Manfaat rumput teki yang lain yaitu obat untuk mempercepat pematangan bisul, obat cacing, pelembut kulit, peluruh dahak, peluruh haid. Rimpang rumput teki telah banyak dimanfaatkan masyarakat yang ada di berbagai daerah secara tradisional yang digunakan sebagai obat, bentuk rebusan digunakan sebagai obat untuk mengatasi penyakit mulut dengan cara dijadikan obat kumur, panas, disentri, obat cacingan.
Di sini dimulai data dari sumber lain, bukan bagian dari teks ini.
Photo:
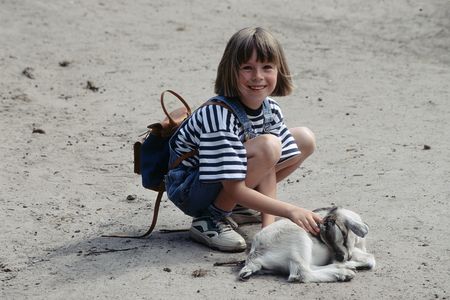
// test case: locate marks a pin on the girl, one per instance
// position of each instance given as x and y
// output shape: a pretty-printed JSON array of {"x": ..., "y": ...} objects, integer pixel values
[{"x": 229, "y": 169}]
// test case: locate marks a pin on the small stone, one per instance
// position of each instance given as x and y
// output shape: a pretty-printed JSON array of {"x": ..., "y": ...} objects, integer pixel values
[
  {"x": 131, "y": 197},
  {"x": 28, "y": 72},
  {"x": 199, "y": 273},
  {"x": 38, "y": 130}
]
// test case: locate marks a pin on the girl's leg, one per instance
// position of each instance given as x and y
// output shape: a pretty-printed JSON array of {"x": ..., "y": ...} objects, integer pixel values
[
  {"x": 306, "y": 143},
  {"x": 263, "y": 170},
  {"x": 263, "y": 153}
]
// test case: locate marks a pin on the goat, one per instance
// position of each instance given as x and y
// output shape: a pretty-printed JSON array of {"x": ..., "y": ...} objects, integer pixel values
[{"x": 333, "y": 255}]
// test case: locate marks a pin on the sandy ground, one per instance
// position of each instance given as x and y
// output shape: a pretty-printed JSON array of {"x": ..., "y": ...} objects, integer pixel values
[{"x": 373, "y": 83}]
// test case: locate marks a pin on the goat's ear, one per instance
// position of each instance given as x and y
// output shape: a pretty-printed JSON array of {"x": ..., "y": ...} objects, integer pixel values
[{"x": 359, "y": 228}]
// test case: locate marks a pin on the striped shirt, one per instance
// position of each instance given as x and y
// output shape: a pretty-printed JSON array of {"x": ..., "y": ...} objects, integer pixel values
[{"x": 219, "y": 136}]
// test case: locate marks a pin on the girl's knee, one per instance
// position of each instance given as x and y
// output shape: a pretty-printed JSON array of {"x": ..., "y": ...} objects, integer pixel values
[
  {"x": 305, "y": 139},
  {"x": 266, "y": 148}
]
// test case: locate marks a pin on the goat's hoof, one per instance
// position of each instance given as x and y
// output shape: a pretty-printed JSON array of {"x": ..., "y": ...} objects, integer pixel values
[
  {"x": 346, "y": 275},
  {"x": 245, "y": 275}
]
Selain itu, rumput teki dapat digunakan juga sebagai air pencuci anti keringat, serta akar yang sudah menjadi bubuk dapat digunakan untuk mengobati sakit gigi dan obat borok. Selain itu manfaat dari rumput teki dapat digunakan untuk menghilangkan rasa sakit (analgesik), arbortus (keguguran) (Wijayakusuma, 2000).

Rumput teki sebagai analgetik
Teki terutama umbinya merupakan salah satu tanaman obat yang dapat digunakan untuk mengurangi rasa nyeri (Sudarsono dkk., 1996). Umbi teki mempunyai kandungan kimia berupa minyak atsiri, alkaloid, flavonoid, polifenol, resin, amilum, tanin, triterpen, d-glukosa, d-fruktosa dan gula tak mereduksi (Murnah, 1995; Sudarsono dkk.,1996). Kandungan minyak atsiri umbi teki sebesar 0,43% dalam 25 gram berat kering umbi teki (Hellyana, 1997). Fungsi minyak atsiri bagi manusia antara lain sebagai bahan campuran obat sakit gigi, obat gosok, antiseptik, bahan wangi-wangian dan analgetik (Turner, 1965).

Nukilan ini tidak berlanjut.